Buna karşın, devrimci halk güçleri ise hiçbir çıkar gözetmeksizin, hiçbir fedakârlıktan sakınmaksızın ve tamamen molozlar altındaki insanları canlı çıkarmak, kurtarmak ve depremzedelere yardım ederek onların yaşamlarını kolaylaştırma, acılarını hafifletme bilinci ve kaygısıyla hareket etmiştir. Böylece, kapitalist sistem ve burjuvazinin insanı paraya feda eden köhnemişliğine karşı, devrimci güçler insanı esas alarak yaşatma amacıyla hareket etmiş, iki sınıf tutumu arasında keskin uçurumu en yalın biçimde gözler önüne sermiştir.
Şayet, iktidardan denetim kurumlarına ve mühendis-mücahitlerine kadar tüm sermayedarlar sınıfı rant, talan ve fahiş karlarını değil, insan yaşamını öncelemiş olsalardı, depremin yıkım gücü bu kadar büyük olmazdı. Yani, binaların yapımında gerekli kontroller yapılmış olsaydı, imar izinleri verilirken gerekli şartlara uygun izinler verilseydi, çürük zeminlere binaların dikilmesine onay verilmeseydi, binalar yapılırken beton-demir gibi malzemeler gerekli ölçü ve kalitelerde kullanılmış olsaydı, kaçak katların çıkmasına göz yumulmasaydı ve bütün bu süreçler kar, rüşvet ve yolsuzluklarla es geçilmemiş olsaydı daha sağlam binalar yapılarak bunca insan ölümüne zemin hazırlanmazdı. Dahası, depremde gerici hesap ve kaygılar temelinde hareket edilmeyip, kurtarma çalışmaları zamanında ve gerektiği gibi yapılsaydı; hatta bağımsız kuruluşların yaptığı kurtarma çalışmaları engellenmeseydi on binlerce insan ölmezdi…
Evet, burjuvazi karına kar katmak için binaların yapımında betondan, demirden, malzemeden çalmış, rüşvetler karşılığında sahte izinler almış, kontrolleri rüşvet aracılığıyla yaptırmamış ya da sahte denetim raporları almış, zemin yoklaması gibi tüm teknik gereksinimler ihmal ederek yıkımları katbekat arttırıp on binlerce insanın ölümüne sebep olmuştur. Denetimden sorumlu kurum ve yetkililer başta olmak üzere, rüşvet ve rant çarkı içinde binaları usulsüz, kaçak ve malzemeden çalarak diken tüm yetkili ve ilgililer on binlerce insanın ölümünden sorumludur. İstifa etmeleri sadece ahlaki ve siyasi sorumluluk iken, hukuksal sorumlulukları toplu ölümlere yol açma nedeniyle yargılanmalarını gerektirmektedir…

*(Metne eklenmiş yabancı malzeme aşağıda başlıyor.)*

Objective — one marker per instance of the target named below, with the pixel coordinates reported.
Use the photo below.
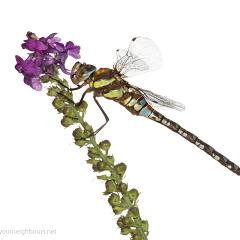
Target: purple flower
(34, 45)
(30, 68)
(72, 50)
(47, 53)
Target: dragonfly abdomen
(175, 127)
(137, 105)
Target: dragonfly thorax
(82, 72)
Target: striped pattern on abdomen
(139, 106)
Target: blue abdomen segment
(146, 109)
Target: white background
(44, 180)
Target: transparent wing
(142, 56)
(157, 100)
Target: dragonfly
(140, 57)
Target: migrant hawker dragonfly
(141, 56)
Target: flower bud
(78, 133)
(82, 107)
(117, 209)
(110, 160)
(103, 177)
(110, 186)
(101, 166)
(92, 161)
(114, 200)
(93, 152)
(124, 203)
(67, 94)
(120, 168)
(122, 187)
(133, 194)
(80, 142)
(65, 82)
(58, 103)
(67, 121)
(127, 221)
(87, 127)
(53, 91)
(136, 236)
(45, 79)
(125, 230)
(145, 226)
(105, 145)
(69, 111)
(120, 221)
(133, 212)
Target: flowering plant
(46, 59)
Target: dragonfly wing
(157, 100)
(142, 56)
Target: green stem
(137, 221)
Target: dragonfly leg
(70, 89)
(83, 96)
(104, 114)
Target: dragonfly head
(81, 72)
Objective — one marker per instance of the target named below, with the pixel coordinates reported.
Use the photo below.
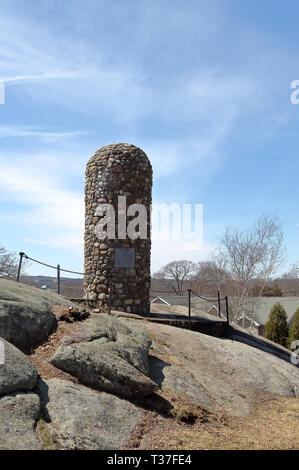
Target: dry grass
(273, 426)
(171, 423)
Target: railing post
(219, 304)
(58, 278)
(20, 265)
(189, 305)
(110, 291)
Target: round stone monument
(118, 196)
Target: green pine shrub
(277, 326)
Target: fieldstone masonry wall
(117, 170)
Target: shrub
(277, 325)
(294, 332)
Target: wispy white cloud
(18, 131)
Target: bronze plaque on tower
(124, 258)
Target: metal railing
(57, 268)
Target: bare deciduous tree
(211, 276)
(291, 280)
(250, 255)
(174, 274)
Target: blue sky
(203, 87)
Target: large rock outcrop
(17, 373)
(19, 413)
(220, 374)
(26, 314)
(109, 355)
(79, 418)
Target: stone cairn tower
(117, 172)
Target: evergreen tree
(294, 332)
(277, 325)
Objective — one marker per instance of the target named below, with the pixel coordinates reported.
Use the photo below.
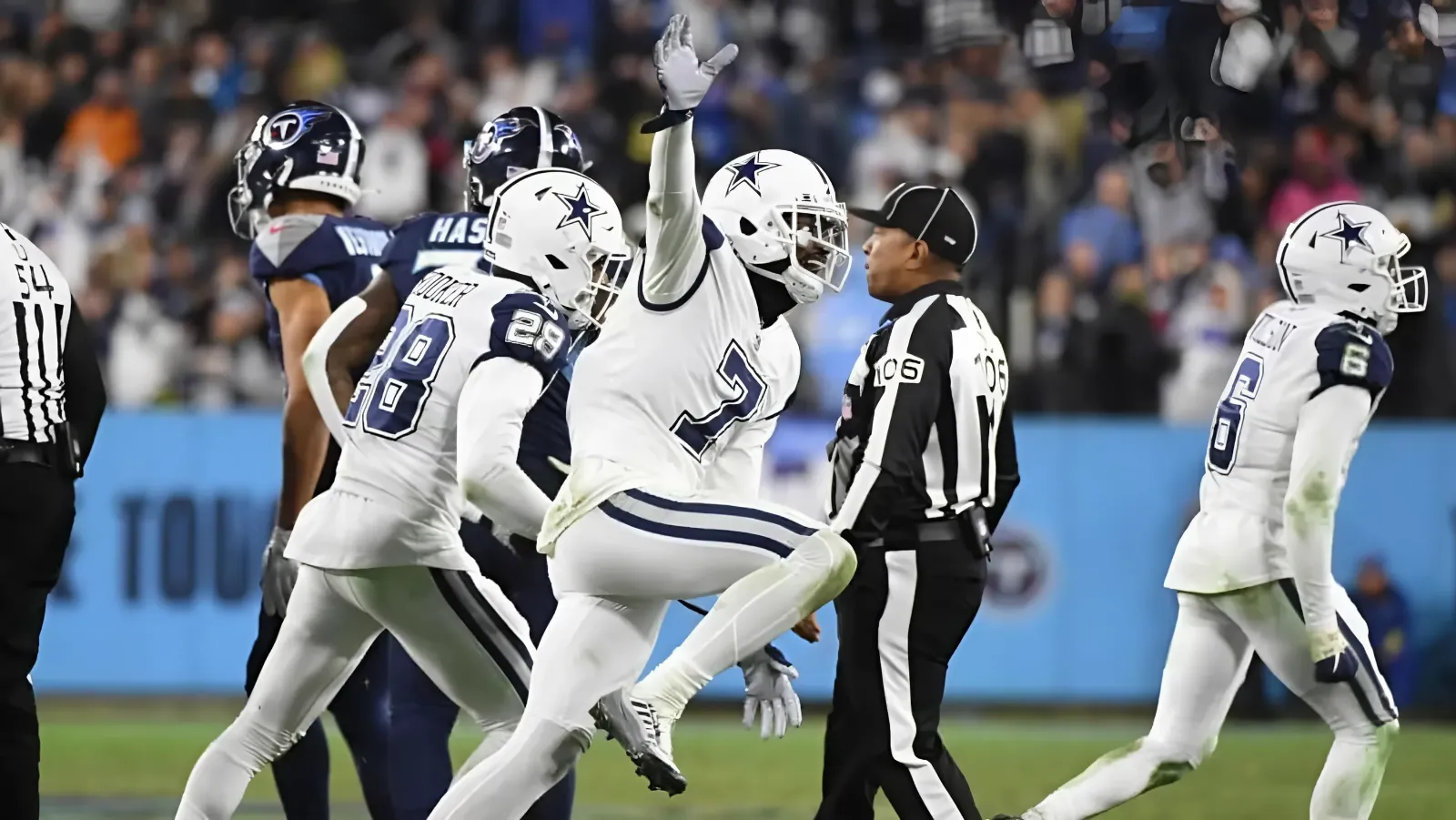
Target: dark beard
(772, 298)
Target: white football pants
(458, 625)
(1212, 645)
(615, 572)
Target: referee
(51, 400)
(924, 462)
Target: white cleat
(645, 735)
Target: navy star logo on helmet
(579, 210)
(747, 172)
(286, 128)
(1350, 235)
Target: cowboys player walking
(437, 412)
(298, 177)
(1252, 570)
(421, 717)
(670, 386)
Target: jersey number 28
(392, 393)
(1223, 440)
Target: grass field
(131, 761)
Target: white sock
(1113, 779)
(756, 609)
(507, 784)
(1350, 781)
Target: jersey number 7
(392, 393)
(699, 431)
(1223, 440)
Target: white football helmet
(564, 230)
(784, 220)
(1347, 255)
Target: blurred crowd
(1121, 280)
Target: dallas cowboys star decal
(1350, 235)
(747, 172)
(579, 210)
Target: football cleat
(637, 727)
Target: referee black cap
(936, 216)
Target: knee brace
(254, 744)
(834, 558)
(1172, 759)
(562, 746)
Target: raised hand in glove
(1334, 660)
(278, 574)
(683, 77)
(769, 695)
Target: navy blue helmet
(306, 146)
(523, 138)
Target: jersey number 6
(1223, 440)
(699, 431)
(392, 392)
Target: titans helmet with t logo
(523, 138)
(306, 146)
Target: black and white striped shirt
(35, 306)
(926, 407)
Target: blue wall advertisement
(160, 587)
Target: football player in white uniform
(437, 412)
(1252, 572)
(674, 380)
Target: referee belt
(917, 533)
(19, 451)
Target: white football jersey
(664, 390)
(398, 466)
(1290, 354)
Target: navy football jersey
(337, 254)
(543, 433)
(431, 240)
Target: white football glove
(280, 574)
(683, 77)
(769, 695)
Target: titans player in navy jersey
(421, 717)
(298, 177)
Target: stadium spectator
(1101, 235)
(106, 124)
(121, 120)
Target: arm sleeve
(494, 402)
(317, 359)
(676, 247)
(526, 329)
(1353, 356)
(1330, 427)
(914, 373)
(1008, 473)
(85, 390)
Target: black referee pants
(36, 510)
(900, 621)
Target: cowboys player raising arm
(298, 177)
(1252, 570)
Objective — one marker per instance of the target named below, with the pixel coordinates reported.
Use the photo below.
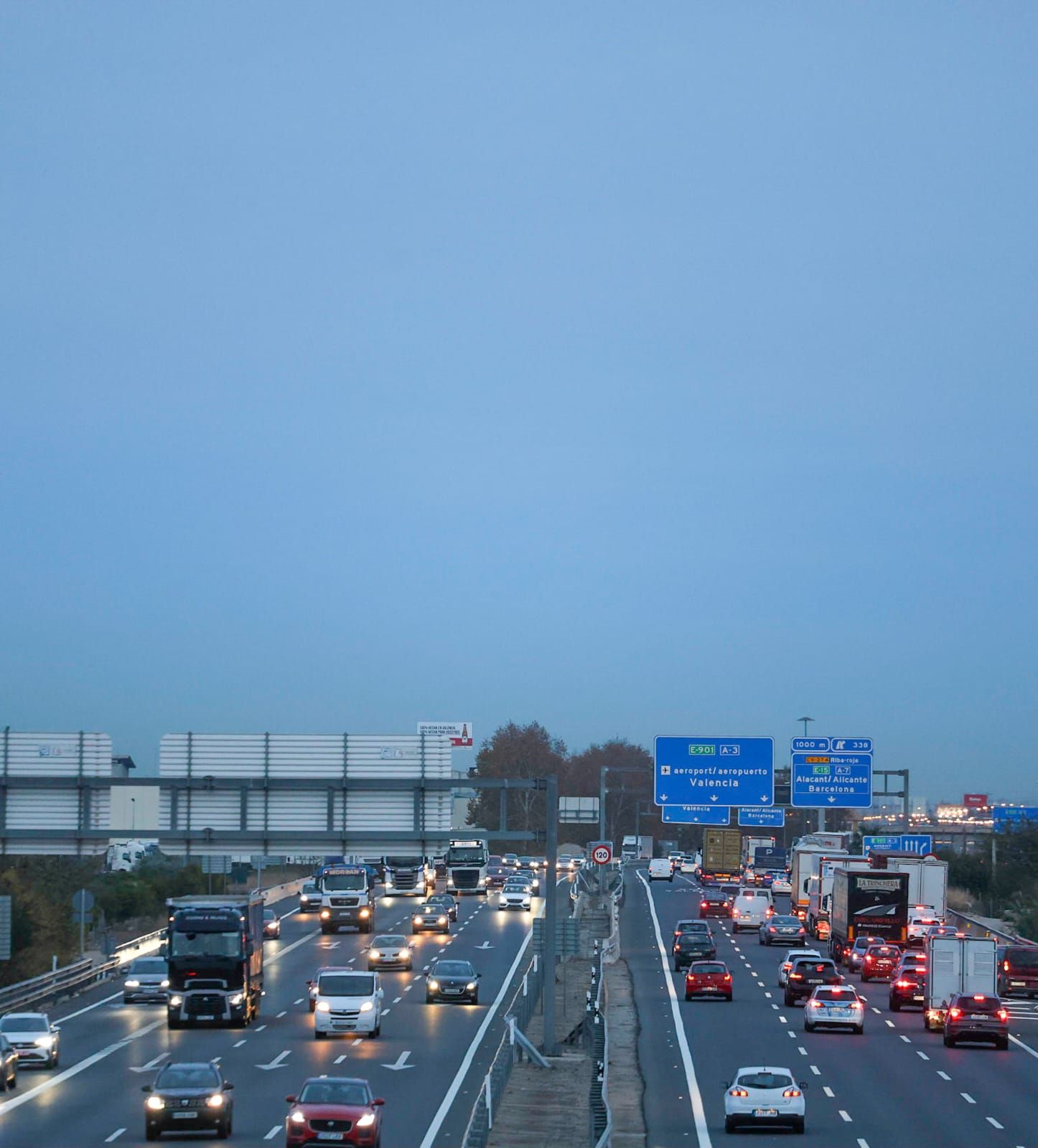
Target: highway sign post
(714, 771)
(697, 814)
(773, 818)
(837, 775)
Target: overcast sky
(634, 369)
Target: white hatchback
(765, 1096)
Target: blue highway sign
(714, 771)
(773, 817)
(831, 781)
(697, 814)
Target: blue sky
(632, 369)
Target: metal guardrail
(509, 1053)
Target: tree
(516, 751)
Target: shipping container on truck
(721, 855)
(820, 887)
(957, 964)
(867, 903)
(804, 865)
(215, 956)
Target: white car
(347, 1004)
(795, 954)
(515, 895)
(838, 1006)
(659, 870)
(765, 1096)
(34, 1039)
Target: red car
(880, 962)
(335, 1109)
(708, 979)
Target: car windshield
(346, 984)
(149, 964)
(454, 969)
(187, 1076)
(23, 1023)
(765, 1081)
(335, 1092)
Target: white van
(660, 870)
(751, 908)
(347, 1002)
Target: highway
(109, 1050)
(894, 1088)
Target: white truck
(636, 849)
(957, 964)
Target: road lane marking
(76, 1069)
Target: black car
(453, 981)
(431, 918)
(444, 901)
(189, 1098)
(8, 1065)
(808, 974)
(695, 946)
(714, 905)
(976, 1017)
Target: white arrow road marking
(151, 1065)
(276, 1063)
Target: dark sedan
(189, 1098)
(335, 1109)
(453, 981)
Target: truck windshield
(467, 855)
(206, 944)
(335, 883)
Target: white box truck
(957, 964)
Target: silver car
(34, 1037)
(147, 979)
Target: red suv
(976, 1017)
(708, 979)
(880, 962)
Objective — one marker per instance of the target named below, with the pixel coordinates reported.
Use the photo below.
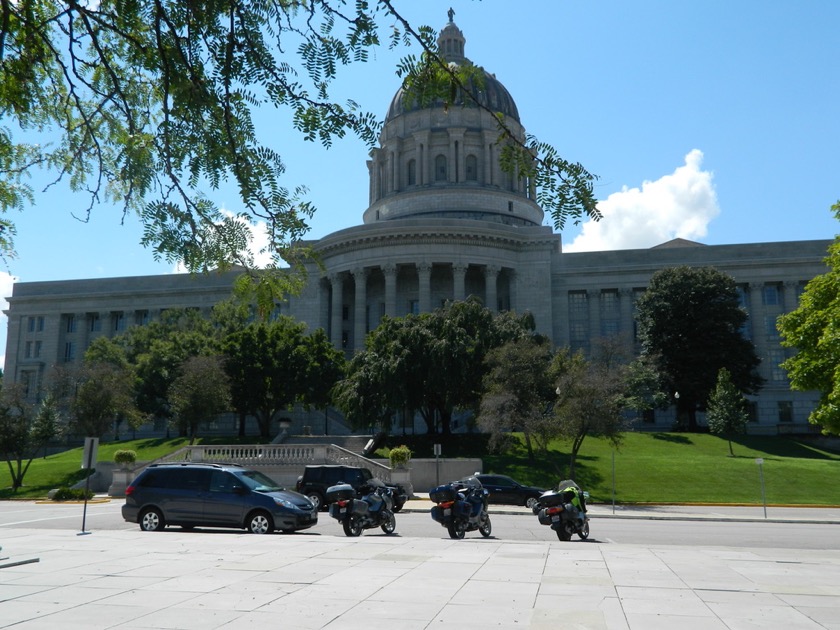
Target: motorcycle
(556, 509)
(461, 507)
(370, 507)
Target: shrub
(125, 457)
(72, 494)
(399, 456)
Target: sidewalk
(133, 580)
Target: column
(424, 284)
(459, 273)
(491, 275)
(337, 283)
(360, 314)
(390, 272)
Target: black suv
(317, 478)
(214, 495)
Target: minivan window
(256, 480)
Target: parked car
(504, 489)
(316, 478)
(214, 495)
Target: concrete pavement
(129, 579)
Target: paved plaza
(128, 579)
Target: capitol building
(445, 222)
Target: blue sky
(715, 121)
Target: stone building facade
(444, 222)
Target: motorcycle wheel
(564, 534)
(390, 523)
(352, 527)
(584, 531)
(456, 530)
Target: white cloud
(6, 282)
(679, 205)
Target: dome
(492, 94)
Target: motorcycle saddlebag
(342, 491)
(545, 519)
(550, 499)
(443, 493)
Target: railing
(276, 455)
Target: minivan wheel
(260, 523)
(151, 520)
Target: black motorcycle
(369, 507)
(461, 507)
(557, 509)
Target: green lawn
(649, 467)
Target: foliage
(727, 409)
(690, 323)
(200, 392)
(432, 364)
(273, 365)
(24, 429)
(72, 494)
(591, 397)
(518, 391)
(399, 456)
(125, 457)
(814, 330)
(152, 106)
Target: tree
(199, 393)
(269, 366)
(518, 391)
(727, 409)
(152, 106)
(591, 396)
(24, 429)
(431, 364)
(690, 323)
(814, 330)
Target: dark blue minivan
(214, 495)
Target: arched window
(412, 173)
(472, 168)
(440, 168)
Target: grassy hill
(649, 467)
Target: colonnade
(399, 289)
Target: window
(412, 173)
(35, 324)
(440, 168)
(472, 168)
(118, 318)
(775, 357)
(771, 295)
(578, 308)
(785, 411)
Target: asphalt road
(512, 527)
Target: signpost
(88, 460)
(760, 461)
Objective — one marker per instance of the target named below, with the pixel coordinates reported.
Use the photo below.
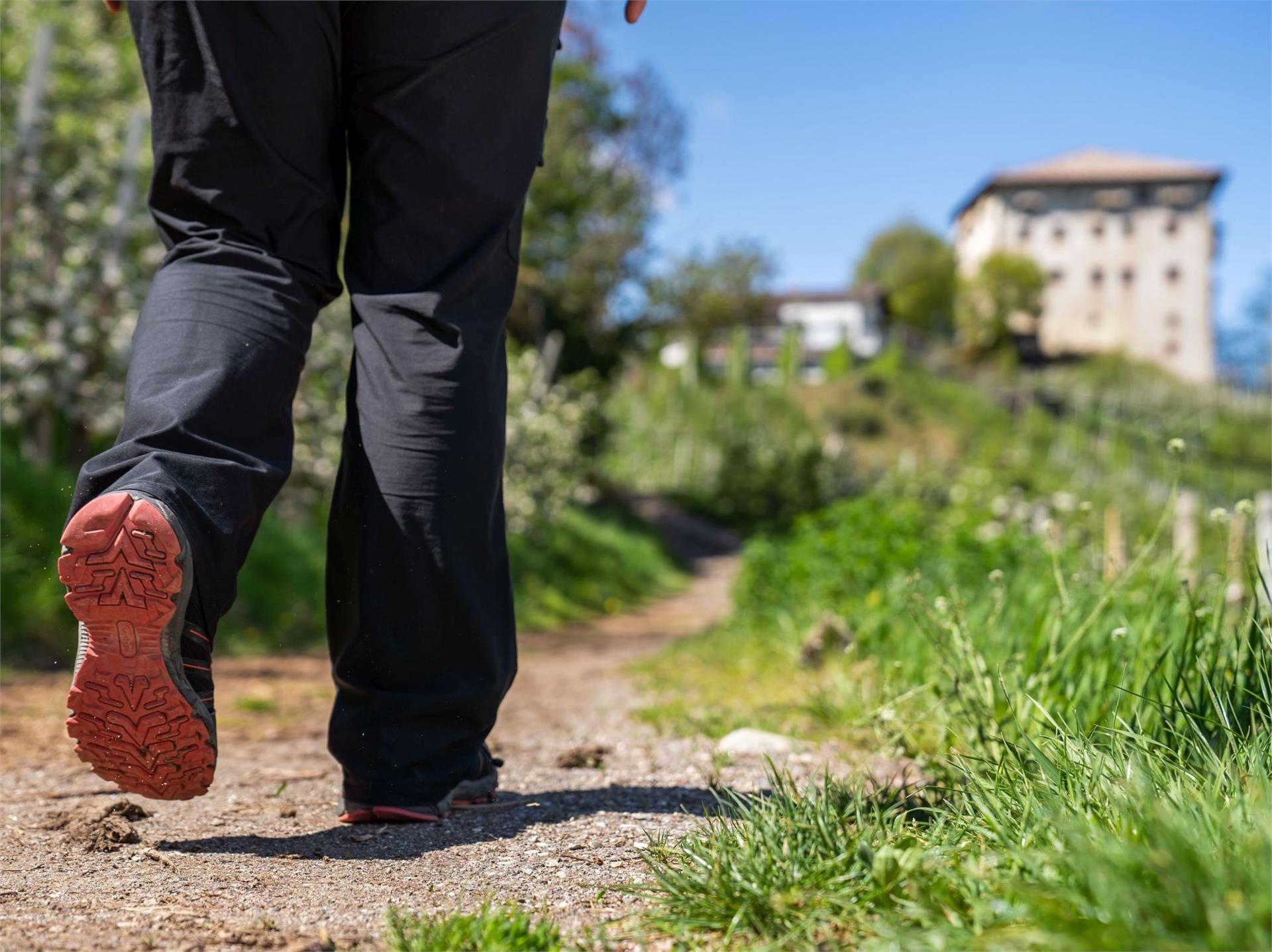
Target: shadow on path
(413, 840)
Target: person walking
(434, 113)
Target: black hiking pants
(437, 111)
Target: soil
(261, 862)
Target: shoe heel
(123, 572)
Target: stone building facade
(1126, 242)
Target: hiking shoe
(142, 693)
(476, 790)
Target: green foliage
(612, 143)
(704, 293)
(1006, 290)
(74, 265)
(593, 560)
(743, 456)
(33, 505)
(837, 362)
(916, 269)
(549, 435)
(490, 929)
(1104, 751)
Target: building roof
(861, 293)
(1096, 167)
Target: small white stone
(751, 741)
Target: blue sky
(813, 124)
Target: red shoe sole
(130, 721)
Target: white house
(829, 319)
(1128, 243)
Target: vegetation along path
(261, 862)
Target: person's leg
(447, 105)
(247, 193)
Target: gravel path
(261, 862)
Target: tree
(1005, 290)
(1246, 345)
(916, 272)
(613, 143)
(702, 293)
(74, 233)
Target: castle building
(1126, 242)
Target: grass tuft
(490, 929)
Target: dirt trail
(261, 862)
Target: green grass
(589, 562)
(1102, 749)
(490, 929)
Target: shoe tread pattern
(129, 718)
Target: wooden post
(545, 372)
(19, 163)
(127, 196)
(1187, 515)
(1236, 590)
(1263, 545)
(739, 356)
(1114, 545)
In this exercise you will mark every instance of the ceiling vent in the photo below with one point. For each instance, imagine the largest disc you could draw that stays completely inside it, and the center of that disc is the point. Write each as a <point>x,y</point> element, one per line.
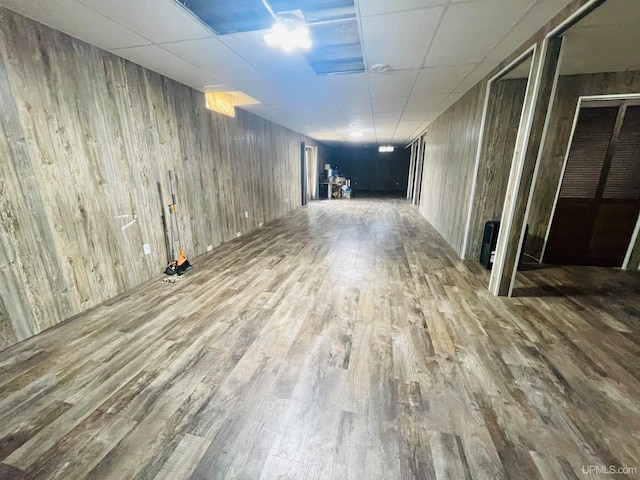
<point>381,68</point>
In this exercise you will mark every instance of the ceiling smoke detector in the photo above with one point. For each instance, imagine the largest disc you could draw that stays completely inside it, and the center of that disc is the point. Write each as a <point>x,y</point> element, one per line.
<point>381,68</point>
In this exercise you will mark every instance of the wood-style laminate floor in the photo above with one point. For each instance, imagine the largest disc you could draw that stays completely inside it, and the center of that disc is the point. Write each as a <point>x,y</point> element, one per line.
<point>344,341</point>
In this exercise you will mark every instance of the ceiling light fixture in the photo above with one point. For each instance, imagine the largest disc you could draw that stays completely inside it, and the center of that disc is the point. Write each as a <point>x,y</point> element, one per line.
<point>289,34</point>
<point>220,102</point>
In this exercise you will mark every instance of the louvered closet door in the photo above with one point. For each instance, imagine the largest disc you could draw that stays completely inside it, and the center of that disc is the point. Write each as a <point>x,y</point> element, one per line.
<point>599,198</point>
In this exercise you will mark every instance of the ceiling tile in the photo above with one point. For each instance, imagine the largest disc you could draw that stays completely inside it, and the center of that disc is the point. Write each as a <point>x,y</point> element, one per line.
<point>273,63</point>
<point>388,104</point>
<point>478,73</point>
<point>159,21</point>
<point>343,87</point>
<point>230,17</point>
<point>540,14</point>
<point>613,13</point>
<point>87,25</point>
<point>392,83</point>
<point>382,7</point>
<point>355,106</point>
<point>213,56</point>
<point>454,45</point>
<point>441,79</point>
<point>420,101</point>
<point>386,117</point>
<point>159,60</point>
<point>399,39</point>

Devrimci mücadelenin geliştirilmesi her bakımdan mümkündür!
Mevcut süreç, geniş toplumsal kesim ve halk kitlelerinin burjuvazinin çirkef ve karanlık yüzünü görme, toplumsal bilincin uyanarak devrimcilere güven temelinde gelişmesine tanık olma dinamikleri taşımaktadır. Savaşlarda verilmeyen insan kayıpları, kapitalist kar ve rant düzeni uğruna verilmiştir. Toplumsal kitlelerin yaşadığı bu büyük acılar, mutlaka büyük sorgulamaları da gündeme getirecektir. Bu bakımdan, süreç toplumsal bilinçlenmeye paralel rasyonellikte aynı toplumsal kitlelerde burjuva düzen ve iktidarlara karşı belirgin bir öfke ve tepkinin yükseleceğini işaret etmektedir. Bunun en yakın göstergesi seçimler olacak, seçim sonuçlarına bu öfke yansıyacaktır…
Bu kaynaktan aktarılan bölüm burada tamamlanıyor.